Anda Mempunyai Hak untuk Memilih
Suatu pendekatan medis saat ini (yang disebut analisis risiko/manfaat) mempermudah dokter-dokter dan pasien untuk bekerja sama dalam menghindari terapi darah. Dokter-dokter mempertimbangkan faktor-faktor seperti risiko suatu obat atau operasi tertentu dan manfaat yang kemungkinan diperoleh. Para pasien juga dapat berperan serta dalam analisis semacam itu.
Mari kita gunakan satu contoh yang umum bagi orang-orang di banyak tempat—tonsilitis (radang amandel) yang kronis. Jika Anda mempunyai problem ini, kemungkinan Anda akan pergi ke dokter. Sebenarnya, Anda mungkin akan berkonsultasi dengan dua dokter, karena para pakar kesehatan sering menyarankan untuk meminta pendapat kedua. Salah seorang mungkin menyarankan operasi. Ia menguraikan apa yang tersangkut: lamanya perawatan di rumah sakit, seberapa besar rasa sakitnya, dan biaya. Berkenaan risiko, ia mengatakan bahwa pendarahan yang hebat hampir tidak pernah terjadi dan kematian akibat operasi semacam itu sangat jarang. Tetapi dokter yang memberikan pendapat kedua mendesak Anda untuk mencoba terapi dengan antibiotika. Ia menjelaskan jenis obat yang digunakan, kemungkinan suksesnya, dan biaya. Berkenaan risiko, ia mengatakan bahwa sangat sedikit pasien yang mengalami reaksi yang mengancam kehidupan akibat obat tersebut.
Setiap dokter yang kompeten mungkin akan mempertimbangkan risiko dan manfaat, tetapi sekarang Anda-lah yang harus mempertimbangkan risiko dan manfaat yang mungkin diperoleh, maupun faktor-faktor lain yang menurut Anda paling baik. (Anda berada dalam posisi yang paling baik untuk mempertimbangkan segi-segi seperti kekuatan emosi dan rohani Anda, keuangan keluarga, dampak atas keluarga, dan etika Anda sendiri.) Kemudian Anda membuat pilihan. Mungkin Anda akan memberikan persetujuan untuk satu terapi berdasarkan keterangan yang telah diperoleh dan menolak terapi yang lain.
Hal ini juga akan demikian jika anak Anda yang menderita tonsilitis kronis. Risiko, manfaat, dan terapinya akan diuraikan kepada Anda, orang-tua yang pengasih yang paling langsung terpengaruh dan yang akan bertanggung jawab untuk mengatasi akibat-akibatnya. Setelah mempertimbangkan semua aspek, Anda dapat membuat pilihan berdasarkan keterangan yang diperoleh yang menyangkut kesehatan anak Anda dan bahkan kehidupan dia. Mungkin Anda akan menyetujui operasi, dengan risikonya. Orang-tua lain mungkin memilih antibiotika, dengan risikonya. Tiap dokter mempunyai nasihat yang berbeda, demikian pula tiap pasien atau orang-tua mempunyai pendapat yang berbeda berkenaan apa yang menurut mereka adalah yang paling baik. Hal ini merupakan suatu segi yang kita semua pahami dalam membuat pilihan berdasarkan keterangan (risiko/manfaat).

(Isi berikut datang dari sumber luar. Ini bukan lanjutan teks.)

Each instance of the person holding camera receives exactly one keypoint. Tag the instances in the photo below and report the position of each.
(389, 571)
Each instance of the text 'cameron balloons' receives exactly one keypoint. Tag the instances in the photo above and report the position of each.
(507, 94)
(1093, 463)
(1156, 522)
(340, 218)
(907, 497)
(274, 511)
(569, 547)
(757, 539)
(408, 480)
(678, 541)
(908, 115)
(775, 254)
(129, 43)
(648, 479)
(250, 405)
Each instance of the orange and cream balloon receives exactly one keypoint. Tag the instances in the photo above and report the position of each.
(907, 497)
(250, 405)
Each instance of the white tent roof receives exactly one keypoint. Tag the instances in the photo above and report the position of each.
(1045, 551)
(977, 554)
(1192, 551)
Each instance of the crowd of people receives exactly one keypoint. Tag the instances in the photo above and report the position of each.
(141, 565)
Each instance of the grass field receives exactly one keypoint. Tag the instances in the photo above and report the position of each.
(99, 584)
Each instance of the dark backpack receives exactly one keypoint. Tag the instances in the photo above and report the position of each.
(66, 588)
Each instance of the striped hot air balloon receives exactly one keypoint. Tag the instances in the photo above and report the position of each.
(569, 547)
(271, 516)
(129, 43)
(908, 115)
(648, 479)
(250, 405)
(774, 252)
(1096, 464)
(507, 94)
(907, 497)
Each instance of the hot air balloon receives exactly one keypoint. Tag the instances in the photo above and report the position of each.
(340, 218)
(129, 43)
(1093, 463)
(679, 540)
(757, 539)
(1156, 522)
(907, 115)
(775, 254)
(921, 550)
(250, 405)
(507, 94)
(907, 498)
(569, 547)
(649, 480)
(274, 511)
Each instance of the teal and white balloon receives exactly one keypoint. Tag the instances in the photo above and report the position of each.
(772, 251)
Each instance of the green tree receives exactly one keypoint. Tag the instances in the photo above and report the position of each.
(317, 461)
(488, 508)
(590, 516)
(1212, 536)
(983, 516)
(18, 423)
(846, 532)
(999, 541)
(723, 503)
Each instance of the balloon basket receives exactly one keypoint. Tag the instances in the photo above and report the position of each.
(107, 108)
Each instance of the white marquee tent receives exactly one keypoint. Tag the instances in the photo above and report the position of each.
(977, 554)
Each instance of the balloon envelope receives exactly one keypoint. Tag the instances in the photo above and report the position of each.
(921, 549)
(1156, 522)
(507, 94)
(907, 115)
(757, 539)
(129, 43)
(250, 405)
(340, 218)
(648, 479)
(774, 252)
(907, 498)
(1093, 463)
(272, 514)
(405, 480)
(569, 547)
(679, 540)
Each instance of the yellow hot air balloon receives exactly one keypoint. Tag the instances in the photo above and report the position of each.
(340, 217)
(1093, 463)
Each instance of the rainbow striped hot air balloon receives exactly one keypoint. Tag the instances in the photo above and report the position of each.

Bagaimana dengan penggunaan darah? Tidak seorang pun yang secara obyektif meneliti fakta-faktanya dapat menyangkal bahwa transfusi darah melibatkan risiko yang besar. Dr. Charles Huggins, direktur jasa transfusi di Rumah Sakit Umum yang besar di Massachusetts, menyatakan hal ini dengan sangat jelas, ”Darah tidak pernah lebih aman. Tetapi harus dianggap pasti tidak aman. Ini adalah bahan yang paling berbahaya yang kita gunakan dalam pengobatan”.—The Boston Globe Magazine, 4 Februari 1990.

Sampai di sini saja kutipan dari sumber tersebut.